Презрение, жалость и гордость метались во мне.
Но всё же, как странно, что я главной роли достойна,
я — будущий пазл, я — повод к гражданской войне,
я тихо скулила:
— А можно, чтоб было не больно?


МУЖ ВЕЗЁТ ТЕЛО ДОМОЙ

И всю дорогу до дома, до горы Эфраимовой,
сучил осёл ножками, перебирал террасы,
ноздри раздувал, чувствовал смерти испарину
и даже пытался ношу свою сбрасывать,
да ангел ему мешал — парил он над мёртвой,
то крылом он её заденет, то рукой придержит,
не люблю я людей и ангелов этого сорта —
вечно они болтаются — между.
Да и смотрел он на неё, на живую,
не так как смотрят ангелы и слепые,
готов поручиться, что его дежурное «Алилуйя»
вполне сочетается с блудом — они такие.

И всю дорогу до дома, идя с ней рядом,
я думал чем подкупить неподкупную птаху,
мне ведь от этого ангела много не надо,
всего одна просьба… но этот запах…
тошнотворный запах подпорченной плоти
подворачивал мысли, мутил и путал сознание,
ангел пьяно болтался в своём полёте
и явно страдал, выполняя задание.

— Ради той, что вчера танцевала,- я тихо сказал,
но уверен был — слышит, — позволь мне стереть моё имя,
пусть несколько букв украдёт золотистый шакал,
а жалкие крохи его пусть растащат другие,
пусть вытошнят лисы его за рекой Иордан,
пусть места ему не найдётся в истории этой,
так лучше для всех — для меня, для неё, для сюжета
и для Того, кто зачем-то всё это создал.

И вот этот ангел лицо задирает и слушает небо,
а я говорю, говорю, торопливо, взахлёб, со слезой:
— Отдал бы всё, чтобы этой истории не было!
Или была бы она не со мной!
Не со мной!
НЕ СО МНОЙ!

И весь остаток пути до горы Эфраимовой
брёл ангел рядом, молча, глаза потупив.
А я запинался, я заикался, я его уговаривал
изъять имена из этой истории — моё и трупа.


ЕЁ ПОСЛАНИЯ КОЛЕНАМ

ГАД (intestinum)

«Гад и Реувен и половина колена Менаше за Иорданом к востоку получили надел свой»
(Иеошуа 18:7)

Приветствую тебя, господин мой Гад!
Во первых строчках письма я сразу о важном:
Помни о смерти, как бы ни был богат,
это банально, это случится с каждым.

Владенья твои далеки, мой подарок конечно протух,
смрад от кишечника может прочистит совесть,
надо бы выбрать, воинственный Гад и пастух,
будешь ты с братьями или же будешь порознь.
Ты первенец младшей наложницы, быстро поймёшь
что эта обида тебя как бы тоже коснулась
(Так быстро и остро касается содранных кож
хорошее лезвие прежде, чем плоть ужаснулась).
На праздничных рынках смотрела в глаза тебе, Гад,
и удивлялась почти что пришельцу — ты странный,
а в черных глазах, так похожих на чёрный агат,
я видела смутно провинцию Заиорданья.
Заиорданье — это неясная даль.
Невнятная даль.
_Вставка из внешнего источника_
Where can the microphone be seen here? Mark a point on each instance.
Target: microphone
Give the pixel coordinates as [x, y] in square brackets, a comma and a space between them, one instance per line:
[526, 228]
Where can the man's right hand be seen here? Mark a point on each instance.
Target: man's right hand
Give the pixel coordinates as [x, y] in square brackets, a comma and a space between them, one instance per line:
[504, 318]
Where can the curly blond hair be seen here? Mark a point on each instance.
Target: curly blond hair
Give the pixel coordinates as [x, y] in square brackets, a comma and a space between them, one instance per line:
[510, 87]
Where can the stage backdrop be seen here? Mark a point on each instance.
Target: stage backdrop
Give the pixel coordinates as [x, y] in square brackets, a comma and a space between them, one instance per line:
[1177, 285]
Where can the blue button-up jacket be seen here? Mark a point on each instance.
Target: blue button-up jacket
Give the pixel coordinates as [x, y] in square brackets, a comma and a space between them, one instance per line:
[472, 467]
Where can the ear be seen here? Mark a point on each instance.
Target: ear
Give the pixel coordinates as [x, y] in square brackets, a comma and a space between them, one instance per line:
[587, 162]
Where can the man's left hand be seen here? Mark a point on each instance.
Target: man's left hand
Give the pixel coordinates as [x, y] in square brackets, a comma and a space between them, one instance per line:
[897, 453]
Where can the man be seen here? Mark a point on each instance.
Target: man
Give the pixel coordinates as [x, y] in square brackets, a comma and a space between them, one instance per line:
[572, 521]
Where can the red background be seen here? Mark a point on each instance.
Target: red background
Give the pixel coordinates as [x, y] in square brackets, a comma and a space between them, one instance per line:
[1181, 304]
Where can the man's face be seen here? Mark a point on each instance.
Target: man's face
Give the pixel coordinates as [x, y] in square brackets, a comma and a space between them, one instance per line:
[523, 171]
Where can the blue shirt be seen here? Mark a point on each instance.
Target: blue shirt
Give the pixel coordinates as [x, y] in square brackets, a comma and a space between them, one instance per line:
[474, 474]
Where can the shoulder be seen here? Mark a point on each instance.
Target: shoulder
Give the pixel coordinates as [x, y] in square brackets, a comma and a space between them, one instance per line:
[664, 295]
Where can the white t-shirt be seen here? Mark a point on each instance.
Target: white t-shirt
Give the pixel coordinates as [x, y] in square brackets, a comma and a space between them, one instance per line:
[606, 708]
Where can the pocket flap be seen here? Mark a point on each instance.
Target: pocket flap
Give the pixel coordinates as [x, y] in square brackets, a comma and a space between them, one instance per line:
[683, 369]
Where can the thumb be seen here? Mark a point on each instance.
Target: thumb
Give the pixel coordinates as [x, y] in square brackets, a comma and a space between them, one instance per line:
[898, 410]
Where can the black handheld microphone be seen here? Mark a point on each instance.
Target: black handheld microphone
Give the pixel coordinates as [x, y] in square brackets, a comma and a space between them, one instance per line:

Там у вас и законы не чётки,
поэтому я приглашаю тебя на войну, приезжай,
дарёную землю прочувствуй до самой печёнки —
её я добавлю к кишкам, знаешь сам на примере скота
что заворот их к отвратительной смерти приводит,
так хватит же жрать, господин ненасытного рта,
погонщик овец, обитатель шатров и угодий.
Черви сомнения водятся в мёртвом гнилье,
смотри на него и гадать не придётся — поймёшь,
что гадом ты будешь, если ответишь мне «нет».
На этом прощаюсь.
P.S. Ты конечно придёшь!


АШЕР (ventriculus)

«От Ашера – тучен хлеб его, и он будет доставлять яства царские.»
(Бытие 49:20)

Зелень олив и оливки на знамени, Ашер,
всё хорошо, даже ровнее и лучше,
и хризолитовым взглядом, немного уставшим,
благословляешь и сделку, и случку.

Хлеб тучен, Галилея безмятежна,
среди соседей ты сидишь спокойно,
и яства к царскому столу подносишь свежие,
и ясно, как не нужен здесь покойник.

Когда бы знала я слова такие,
такие убеждающие фразы,
чтоб содрогнулись водоросли морские,
страдая от желудочной заразы,
чтобы тошнило не от качки в море,
а от содеянного братом Биньямином,
чтоб ночь остыла, как каталка в морге,
а жизнь казалась вялым карантином,
но я не знаю слов…
Но вот что, Ашер,
привыкший к миру, ценит справедливость,
и, чтобы осознал необходимость,
пошлю к столу тебе немного фарша.
А, впрочем, недосказанность вредна,
нечёткость мысли — это форма блуда.
Я, мёртвая строптивая жена,
дарю колену Ашера — желудок.


ДАН (lingua)

«Дан будет судить народ свой: как одно – колена Израиля. Да будет Дан змеем на дороге, аспидом на пути, что язвит ногу коня, так что падает всадник его навзничь.»
(Бытие 49:16-17)

Дан, извивающийся, как змея под ногой,
ускользающий, осторожный, осмотрительный,
судил, судишь, будешь судить, как любой,
предпочитающий позу зрителя.
Судить да рядить… Ты, конечно, во многом прав —
умеешь язвить — язви, хоть словом, хоть ядом,
а когда опасаешься собственных прав —
уворачивайся, но сознаваться не надо,
создавай реальность объёмом слов,
сознавай ограниченность прав и снов,
познавая прах, извивайся в нём,
чтобы лучше понять где и как живём,
ты, владыка песка, заклинатель равнин,
снизу вверх смотря, наблюдаешь всех,
смотрит сверху на это Иерусалим,
разрешая тебе Тель-Авивский грех.
Ты в грехе разбираешься, Дан, ты умён,
ты подбрюшья врагов и друзей изучил,
ты сидишь по кафе, куришь афарсемон,
или что там ещё, или с кем там в ночи,
словно аспид… Возьми мой язык, хитрый Дан,
этот гибкий подарок Всевышним нам дан,
извиваться он может, язвить и судить,
объясняя пути подколодной судьбы.


НАФТАЛИ (bulbus oculi)

«Нафтали – олень прыткий, говорит он речи изящные.»
(Бытие 49:21)

Не знаю
почему тебя оленем назвали.
Возможно, что шаг твой лёгок, ноги стройны, шея горда,
а, может, глаза вдруг оленьими, влажными стали
когда вместе с братьями ты вырезал города.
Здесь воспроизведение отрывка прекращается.